Sytuacje życiowe są, jakie są, to my nadajemy im wymiar emocjonalny!
Codziennie stajemy przed nowymi sytuacjami życiowymi, w naszym odczuciu trudniejszymi lub łatwiejszymi do rozwiązania.
Niektóre nierzadko zaskakują nas kompletnie, wywołują stres. Ale bez względu na to, co się wydarza, to nasze podejście do zaistniałej sytuacji decyduje o tym, jak sobie z nią poradzimy.
Nasze podświadome podejście jest wyznacznikiem sukcesu w przekształceniu całego układu sytuacyjnego w sposób pozytywny dla siebie!
Jeżeli wierzysz, że ci się uda, to tak się stanie.
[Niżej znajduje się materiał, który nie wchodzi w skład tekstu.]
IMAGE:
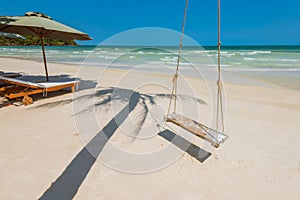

Jakże jednak często trzeba się do tego samemu przekonać.
Ktoś zbierający więcej pozytywnych doświadczeń w dzieciństwie, szybciej oczekuje czegoś dobrego, pozytywnego. Jego podświadomy mechanizm pracuje na pozytywnych falach. Ktoś, kto doświadczył więcej negatywizmu w życiu, szczególnie w dzieciństwie – automatycznie ,,odcztyuje” większość sytuacji jako zagrożenie…
Ale w każdym momencie życia można się przeprogramować, uzbroić się w odwagę i wiarę w dobro, i w siebie!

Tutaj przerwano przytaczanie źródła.